Writing Right with Dmitri: The Thousand Words Challenge
Created | Updated Nov 8, 2015
Writing Right with Dmitri: The Thousand Words Challenge
A picture is worth a thousand words.
Old, inaccurate saying.
If a picture's worth a thousand words, why write? Because it isn't really true. Pictures often raise more questions than they answer. Take this, for example:
At first sight, you have a number of questions: does that woman find the bananas satisfactory? Is the salesman asking a fair price? What kind of patter is he using? Is he claiming the bananas are special in some way? What about that guy who's looking at the camera? Is he the woman's son, and is he mad that somebody's taking his mom's picture? Or, maybe, he's on the run, and doesn't want to be recognised? A lot of possibilities spring to mind.

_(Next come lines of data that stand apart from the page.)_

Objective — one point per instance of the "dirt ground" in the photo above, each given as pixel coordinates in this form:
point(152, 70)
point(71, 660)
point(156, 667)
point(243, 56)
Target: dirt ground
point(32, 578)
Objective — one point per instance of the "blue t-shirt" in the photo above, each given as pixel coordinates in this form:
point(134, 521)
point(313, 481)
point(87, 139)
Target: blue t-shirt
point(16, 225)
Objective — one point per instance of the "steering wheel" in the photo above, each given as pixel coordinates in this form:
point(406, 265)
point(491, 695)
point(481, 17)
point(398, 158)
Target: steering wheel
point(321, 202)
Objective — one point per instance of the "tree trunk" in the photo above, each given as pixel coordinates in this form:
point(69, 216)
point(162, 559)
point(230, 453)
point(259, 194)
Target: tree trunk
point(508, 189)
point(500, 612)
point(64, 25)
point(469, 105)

The Library of Congress is no earthly use here. The title of this picture is, 'Early banana importers and distributers were mostly Italian immigrants.' Thank you so much. The date is 'circa 1900' and the description reads, 'People selecting bananas from a cart at an open-air market.' And of course we know that bananas, a new product, were a hot item in the US at that time. But the rest of it is up to our imaginations…

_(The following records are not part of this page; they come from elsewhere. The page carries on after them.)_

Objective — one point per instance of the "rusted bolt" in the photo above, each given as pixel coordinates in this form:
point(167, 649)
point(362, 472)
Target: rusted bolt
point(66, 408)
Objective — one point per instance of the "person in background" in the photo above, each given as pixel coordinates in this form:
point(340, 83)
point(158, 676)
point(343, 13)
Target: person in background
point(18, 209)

One picture, a thousand words. What could you make out of that picture? An essay on economics and fruit imports? A mystery tale? A romance? A comedy involving banana peels?
Tell you what: have a go. Prove those photographers wrong. A picture isn't worth a thousand words – except in the sense that it inspires a thousand words of good storytelling.
Stick your prose in an A-space, and link to it at the bottom of this page. I dare ya. (You can also use it as one of your daily posts for NaJoPoMo.)